About a year ago I wrote an article on how to implement a daily morning routine. I have received a lot of positive and challenging feedback on this. Based on that I have shared more insights and experience on improving productivity and change of behaviour. Time to revisit my own morning routine and share my learnings.
All in all, changing behaviour is one of the hardest things to accomplish. Why? People like patterns, and doing the same things repeatedly because then you are on auto-pilot. This mode is simple, since we don’t have to think and decide. You have probably encountered it yourself: over-choice [https://en.wikipedia.org/wiki/Overchoice]? Over-choice is a process in which people have difficulty in making a decision when they are faced with (too) many options.

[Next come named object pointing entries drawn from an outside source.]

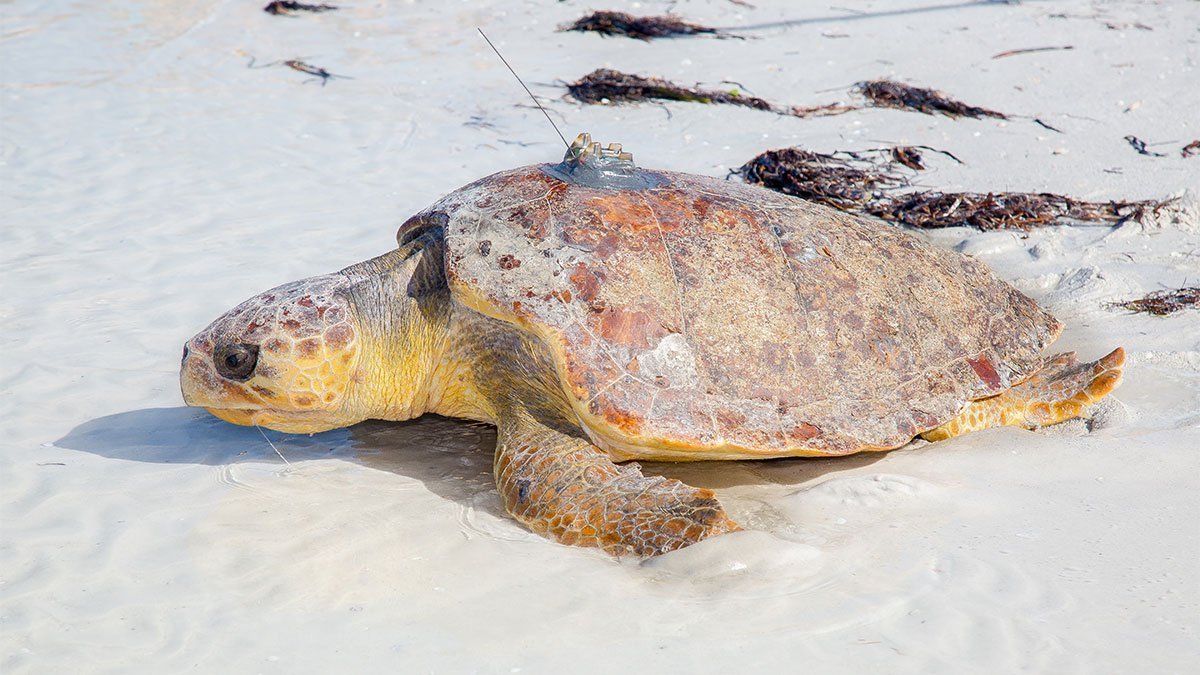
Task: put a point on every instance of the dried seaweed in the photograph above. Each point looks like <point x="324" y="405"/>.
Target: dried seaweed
<point x="1162" y="303"/>
<point x="641" y="28"/>
<point x="281" y="7"/>
<point x="887" y="94"/>
<point x="1140" y="147"/>
<point x="869" y="187"/>
<point x="1000" y="210"/>
<point x="1032" y="51"/>
<point x="909" y="156"/>
<point x="605" y="85"/>
<point x="316" y="71"/>
<point x="821" y="178"/>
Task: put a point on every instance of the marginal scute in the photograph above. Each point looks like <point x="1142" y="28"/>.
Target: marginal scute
<point x="709" y="318"/>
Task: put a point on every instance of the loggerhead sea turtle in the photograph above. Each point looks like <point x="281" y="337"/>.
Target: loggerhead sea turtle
<point x="597" y="312"/>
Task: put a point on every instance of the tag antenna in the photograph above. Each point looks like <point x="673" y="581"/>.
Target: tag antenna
<point x="526" y="88"/>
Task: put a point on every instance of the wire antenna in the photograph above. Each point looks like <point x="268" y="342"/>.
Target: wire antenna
<point x="526" y="88"/>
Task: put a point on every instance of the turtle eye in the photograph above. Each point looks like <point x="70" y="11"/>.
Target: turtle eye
<point x="235" y="362"/>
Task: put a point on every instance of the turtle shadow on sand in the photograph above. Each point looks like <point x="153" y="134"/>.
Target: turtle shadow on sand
<point x="453" y="458"/>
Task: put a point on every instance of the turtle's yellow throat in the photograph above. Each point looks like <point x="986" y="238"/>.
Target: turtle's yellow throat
<point x="414" y="358"/>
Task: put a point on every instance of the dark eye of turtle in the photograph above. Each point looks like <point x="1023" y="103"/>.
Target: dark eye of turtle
<point x="235" y="362"/>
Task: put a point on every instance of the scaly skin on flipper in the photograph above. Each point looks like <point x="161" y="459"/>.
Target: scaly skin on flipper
<point x="550" y="477"/>
<point x="1056" y="393"/>
<point x="569" y="490"/>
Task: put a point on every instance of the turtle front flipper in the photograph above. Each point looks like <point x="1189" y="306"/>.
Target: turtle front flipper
<point x="569" y="490"/>
<point x="1056" y="393"/>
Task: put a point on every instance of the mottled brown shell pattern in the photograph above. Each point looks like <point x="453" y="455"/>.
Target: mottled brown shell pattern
<point x="717" y="318"/>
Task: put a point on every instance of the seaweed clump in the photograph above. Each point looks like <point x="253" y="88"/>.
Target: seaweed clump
<point x="1000" y="210"/>
<point x="858" y="185"/>
<point x="641" y="28"/>
<point x="1163" y="303"/>
<point x="821" y="178"/>
<point x="887" y="94"/>
<point x="606" y="85"/>
<point x="285" y="7"/>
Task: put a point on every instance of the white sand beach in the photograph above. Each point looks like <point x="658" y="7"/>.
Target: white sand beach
<point x="150" y="180"/>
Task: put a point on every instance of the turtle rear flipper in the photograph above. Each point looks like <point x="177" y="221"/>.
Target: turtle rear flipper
<point x="569" y="490"/>
<point x="1056" y="393"/>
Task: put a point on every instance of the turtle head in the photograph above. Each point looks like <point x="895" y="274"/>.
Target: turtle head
<point x="286" y="358"/>
<point x="323" y="352"/>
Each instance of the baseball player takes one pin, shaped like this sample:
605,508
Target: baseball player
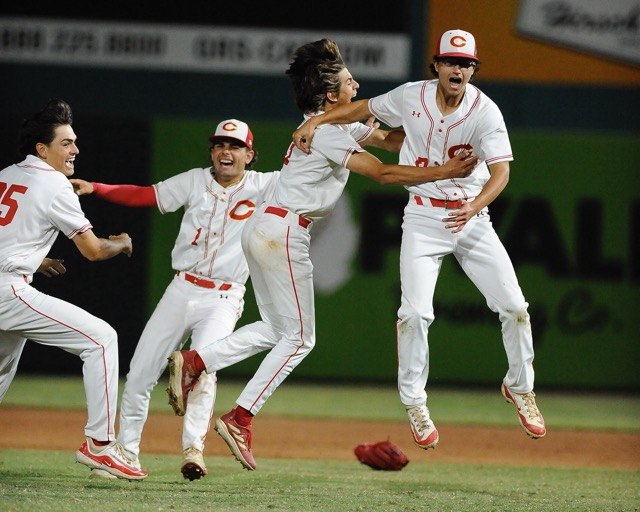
205,298
276,242
37,202
441,118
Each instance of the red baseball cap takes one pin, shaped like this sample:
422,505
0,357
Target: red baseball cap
457,43
234,129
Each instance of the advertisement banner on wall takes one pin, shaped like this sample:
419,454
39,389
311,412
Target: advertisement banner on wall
200,49
611,29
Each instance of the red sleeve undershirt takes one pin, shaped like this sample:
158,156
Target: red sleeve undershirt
126,195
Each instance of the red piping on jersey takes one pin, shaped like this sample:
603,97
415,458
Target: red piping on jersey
104,364
295,293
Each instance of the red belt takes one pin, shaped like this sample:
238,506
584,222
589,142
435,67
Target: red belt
440,203
281,212
203,283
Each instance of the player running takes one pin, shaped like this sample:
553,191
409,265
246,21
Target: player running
36,203
441,118
205,298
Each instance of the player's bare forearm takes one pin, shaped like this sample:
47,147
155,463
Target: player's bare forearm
390,174
460,166
390,140
456,220
52,267
98,249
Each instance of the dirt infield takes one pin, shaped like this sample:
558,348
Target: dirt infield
327,439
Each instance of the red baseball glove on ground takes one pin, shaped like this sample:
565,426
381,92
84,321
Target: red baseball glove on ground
381,455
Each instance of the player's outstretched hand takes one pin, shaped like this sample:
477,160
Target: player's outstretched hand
461,165
52,267
303,135
81,187
457,219
126,241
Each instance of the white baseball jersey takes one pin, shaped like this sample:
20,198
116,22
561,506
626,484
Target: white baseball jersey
36,202
208,245
433,139
276,241
322,172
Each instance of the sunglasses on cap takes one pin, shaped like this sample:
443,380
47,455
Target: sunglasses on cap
451,62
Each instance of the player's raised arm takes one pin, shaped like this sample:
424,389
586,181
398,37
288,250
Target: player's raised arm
391,174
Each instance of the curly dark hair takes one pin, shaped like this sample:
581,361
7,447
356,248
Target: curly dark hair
314,72
41,126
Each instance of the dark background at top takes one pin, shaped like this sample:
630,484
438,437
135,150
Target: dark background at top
274,14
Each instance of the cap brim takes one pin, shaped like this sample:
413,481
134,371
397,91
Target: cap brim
213,138
460,55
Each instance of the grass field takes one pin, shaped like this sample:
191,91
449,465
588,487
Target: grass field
48,481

Getting back to the morning routine. Feedback I have received was:
“Yeah, but you are a morning person. So, it is easy for you to wake up swim, make an extensive healthy breakfast and brew fresh espresso. I just cannot wake up early since I am not a morning person!”

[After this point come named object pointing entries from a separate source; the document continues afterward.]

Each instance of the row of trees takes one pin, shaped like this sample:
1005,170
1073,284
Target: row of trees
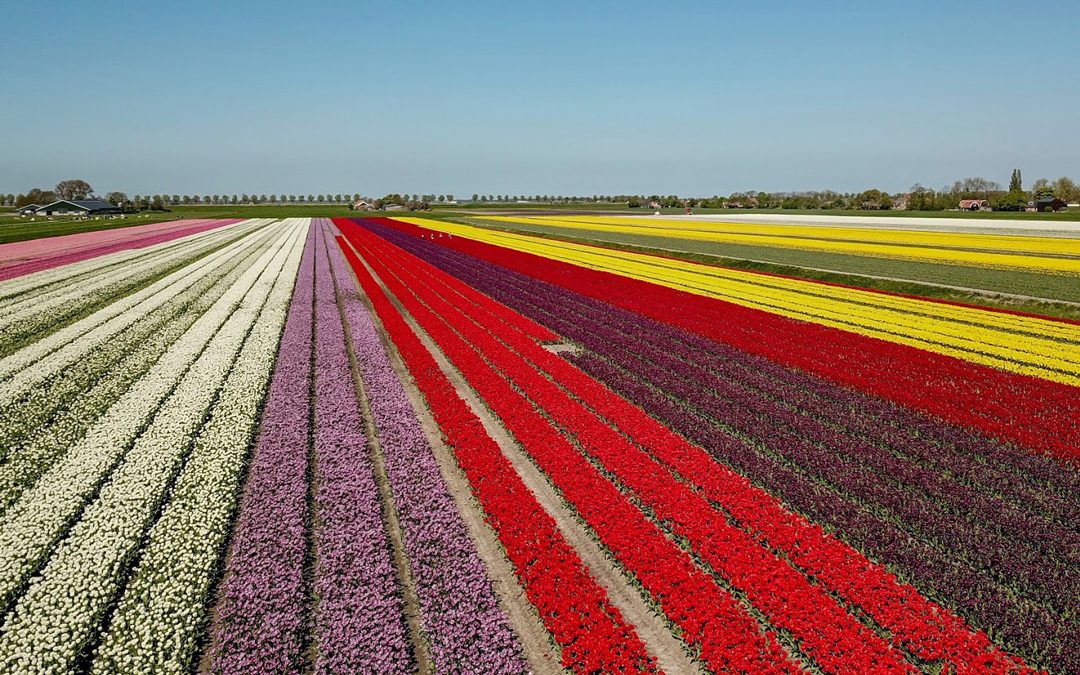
919,198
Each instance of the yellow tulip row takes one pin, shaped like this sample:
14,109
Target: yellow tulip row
1053,255
1039,347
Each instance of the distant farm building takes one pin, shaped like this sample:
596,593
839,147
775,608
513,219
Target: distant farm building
78,207
974,204
1049,204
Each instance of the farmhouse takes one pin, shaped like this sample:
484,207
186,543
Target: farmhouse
974,204
1049,203
77,207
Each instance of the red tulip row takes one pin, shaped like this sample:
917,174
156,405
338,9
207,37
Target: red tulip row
591,632
726,635
827,634
917,625
1037,414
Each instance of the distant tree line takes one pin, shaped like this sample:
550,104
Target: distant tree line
918,198
78,189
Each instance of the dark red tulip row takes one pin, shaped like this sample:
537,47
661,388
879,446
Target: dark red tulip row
1040,415
917,625
591,632
1012,620
707,617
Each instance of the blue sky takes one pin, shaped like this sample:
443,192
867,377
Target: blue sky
538,97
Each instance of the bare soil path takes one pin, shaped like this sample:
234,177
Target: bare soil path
660,643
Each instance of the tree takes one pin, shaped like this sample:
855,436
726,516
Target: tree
1042,189
1014,200
73,188
1015,184
1064,189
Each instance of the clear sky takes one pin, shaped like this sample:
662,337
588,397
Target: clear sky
538,97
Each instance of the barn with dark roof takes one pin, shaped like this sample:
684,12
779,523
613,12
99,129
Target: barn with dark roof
78,207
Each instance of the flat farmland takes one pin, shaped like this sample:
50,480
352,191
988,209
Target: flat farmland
539,443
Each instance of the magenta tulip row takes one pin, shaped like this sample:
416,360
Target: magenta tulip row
21,258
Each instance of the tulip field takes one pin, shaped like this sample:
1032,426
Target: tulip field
415,445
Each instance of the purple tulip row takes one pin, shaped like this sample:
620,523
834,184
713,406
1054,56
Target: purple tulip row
262,619
779,459
460,615
359,618
258,626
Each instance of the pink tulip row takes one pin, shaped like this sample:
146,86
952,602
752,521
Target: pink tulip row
21,258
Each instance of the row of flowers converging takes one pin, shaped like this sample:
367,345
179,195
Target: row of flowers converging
995,524
874,501
105,527
358,616
131,429
779,598
1035,413
1033,346
1010,252
64,253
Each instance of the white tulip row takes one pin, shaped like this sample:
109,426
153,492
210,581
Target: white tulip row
35,308
36,363
13,289
162,610
53,418
30,412
42,513
54,620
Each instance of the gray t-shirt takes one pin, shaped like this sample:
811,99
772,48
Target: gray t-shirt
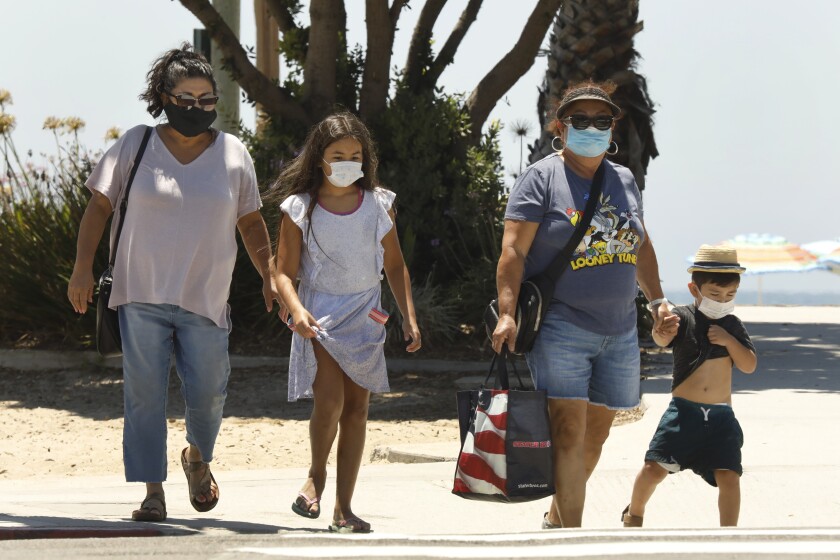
597,291
178,243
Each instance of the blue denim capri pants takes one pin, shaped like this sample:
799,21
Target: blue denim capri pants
573,363
151,334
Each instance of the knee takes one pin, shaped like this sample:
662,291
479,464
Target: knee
569,436
652,472
727,480
597,434
355,411
327,410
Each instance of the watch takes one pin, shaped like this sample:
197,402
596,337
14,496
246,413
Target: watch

“Since I am already running late — and have a busy life — I don’t have any time in the morning for anything other than showering and getting dressed.”
“I need my full 7–8 hours of sleep and don’t have time in the morning.”

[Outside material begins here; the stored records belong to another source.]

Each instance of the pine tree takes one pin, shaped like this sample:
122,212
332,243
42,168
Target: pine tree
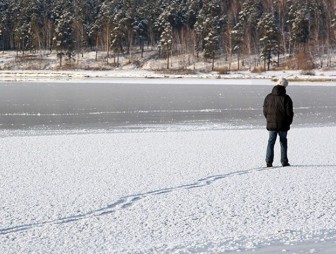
64,31
269,38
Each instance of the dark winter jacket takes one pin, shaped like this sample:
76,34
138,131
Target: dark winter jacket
278,110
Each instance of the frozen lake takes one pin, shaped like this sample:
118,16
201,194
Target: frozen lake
133,105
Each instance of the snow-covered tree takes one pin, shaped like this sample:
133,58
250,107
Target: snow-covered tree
64,42
269,38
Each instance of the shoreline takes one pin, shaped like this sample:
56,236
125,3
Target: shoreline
82,75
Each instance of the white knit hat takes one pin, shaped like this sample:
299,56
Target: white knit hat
282,82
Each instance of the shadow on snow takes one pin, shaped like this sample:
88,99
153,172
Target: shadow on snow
127,201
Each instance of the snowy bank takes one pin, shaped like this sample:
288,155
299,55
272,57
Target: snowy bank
90,76
167,192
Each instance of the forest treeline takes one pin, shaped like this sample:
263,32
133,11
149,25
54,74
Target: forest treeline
209,29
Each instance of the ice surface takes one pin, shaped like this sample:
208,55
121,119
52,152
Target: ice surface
184,187
166,192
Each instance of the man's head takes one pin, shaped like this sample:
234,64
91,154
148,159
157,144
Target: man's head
282,82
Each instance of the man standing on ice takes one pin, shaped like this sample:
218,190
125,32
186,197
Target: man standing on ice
278,111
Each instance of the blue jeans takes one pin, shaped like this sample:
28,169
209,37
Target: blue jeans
283,146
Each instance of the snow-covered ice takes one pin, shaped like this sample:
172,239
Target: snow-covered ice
167,192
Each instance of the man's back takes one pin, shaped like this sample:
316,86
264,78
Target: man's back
278,109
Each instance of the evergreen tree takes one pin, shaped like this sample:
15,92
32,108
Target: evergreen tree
64,31
269,38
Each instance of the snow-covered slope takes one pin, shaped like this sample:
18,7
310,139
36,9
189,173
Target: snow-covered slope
167,192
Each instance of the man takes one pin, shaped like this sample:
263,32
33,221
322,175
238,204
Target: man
278,111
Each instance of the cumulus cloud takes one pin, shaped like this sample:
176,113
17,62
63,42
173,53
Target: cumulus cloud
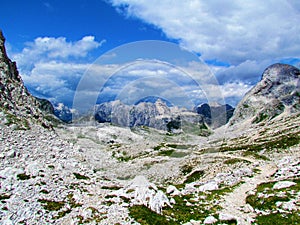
48,65
230,31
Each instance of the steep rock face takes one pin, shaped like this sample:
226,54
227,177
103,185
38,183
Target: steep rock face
157,115
18,106
278,91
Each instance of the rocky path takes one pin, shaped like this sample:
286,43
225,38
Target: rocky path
235,202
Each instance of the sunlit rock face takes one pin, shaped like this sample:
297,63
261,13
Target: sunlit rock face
157,115
277,92
18,106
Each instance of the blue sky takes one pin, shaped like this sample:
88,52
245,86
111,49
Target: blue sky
54,42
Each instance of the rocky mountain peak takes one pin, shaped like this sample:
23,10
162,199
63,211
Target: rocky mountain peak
278,91
18,107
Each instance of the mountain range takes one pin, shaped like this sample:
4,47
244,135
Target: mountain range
152,163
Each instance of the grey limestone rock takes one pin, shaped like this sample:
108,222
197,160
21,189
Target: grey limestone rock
278,90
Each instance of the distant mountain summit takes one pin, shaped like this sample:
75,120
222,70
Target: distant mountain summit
223,113
17,105
276,93
157,115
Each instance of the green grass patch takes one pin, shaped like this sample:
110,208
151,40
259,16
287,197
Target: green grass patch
278,218
51,205
23,176
234,160
267,203
145,216
166,152
4,196
196,175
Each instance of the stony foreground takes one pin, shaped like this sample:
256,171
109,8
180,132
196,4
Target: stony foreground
112,175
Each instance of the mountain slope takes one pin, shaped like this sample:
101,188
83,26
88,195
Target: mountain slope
18,106
277,92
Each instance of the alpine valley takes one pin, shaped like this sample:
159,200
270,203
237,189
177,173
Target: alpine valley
152,163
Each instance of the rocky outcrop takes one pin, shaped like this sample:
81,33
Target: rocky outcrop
157,115
18,106
278,91
223,112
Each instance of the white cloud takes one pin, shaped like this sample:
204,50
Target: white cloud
50,48
230,31
48,65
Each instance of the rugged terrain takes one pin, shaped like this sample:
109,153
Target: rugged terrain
246,172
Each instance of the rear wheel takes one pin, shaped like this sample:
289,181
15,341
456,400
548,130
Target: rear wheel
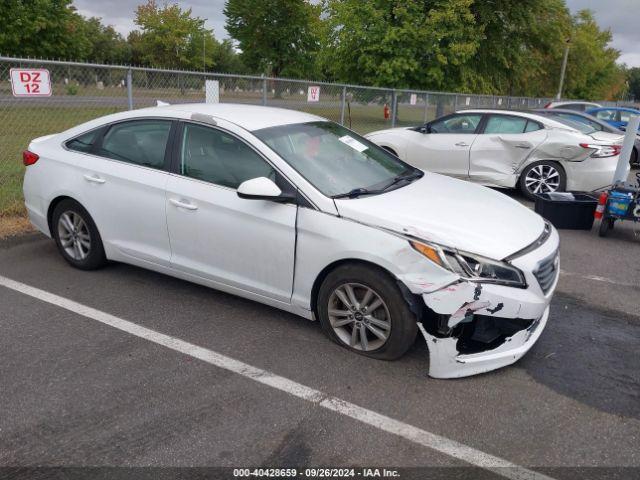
77,236
362,309
606,224
542,177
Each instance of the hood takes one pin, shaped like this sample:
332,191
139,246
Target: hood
450,212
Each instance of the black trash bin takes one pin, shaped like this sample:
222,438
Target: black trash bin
567,210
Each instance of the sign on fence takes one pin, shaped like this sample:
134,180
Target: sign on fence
313,94
30,82
212,91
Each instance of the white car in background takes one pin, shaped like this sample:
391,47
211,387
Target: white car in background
294,211
507,149
576,105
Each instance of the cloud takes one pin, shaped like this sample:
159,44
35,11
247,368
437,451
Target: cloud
120,13
620,16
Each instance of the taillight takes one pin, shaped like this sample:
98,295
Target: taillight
601,151
29,158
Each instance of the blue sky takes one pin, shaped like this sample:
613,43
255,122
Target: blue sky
621,16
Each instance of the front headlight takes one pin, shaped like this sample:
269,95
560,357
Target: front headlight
471,266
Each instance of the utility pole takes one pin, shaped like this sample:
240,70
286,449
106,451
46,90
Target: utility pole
564,68
204,46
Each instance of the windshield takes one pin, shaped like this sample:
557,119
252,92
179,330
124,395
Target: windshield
337,161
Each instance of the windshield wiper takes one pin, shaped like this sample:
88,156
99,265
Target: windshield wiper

“My kids and wife all need attention before I am off to work, no time left!”
Glancing over these arguments you could say: these are actually valid reasons. Though, I beg to differ on this. As mentioned, change in behaviour is hard, but what really helps is (self) motivation.
Motivation is elementary in changing your behaviour. Believe it or not, I was not a morning person myself. Currently, I wake up at 6.50 am, which is not even really early morning. After I wake up, I follow a well thought through morning routine.
How do you get to change yourself into doing that? For starters, you must really want to do it. That is easier said than done. It starts with that one morning where you say: YES! Today is the day of change! Of course, it feels lousy to wake up early and start getting your routine in place. On the other hand, you probably will feel a little revived and refreshed. The next day, you will feel better and more refreshed and convinced you can do it! Let’s do it again, the day after. Then, you start optimizing your routine, make it (more) efficient so you will save time. You’ll notice that it also feels good when you push yourself to new limits!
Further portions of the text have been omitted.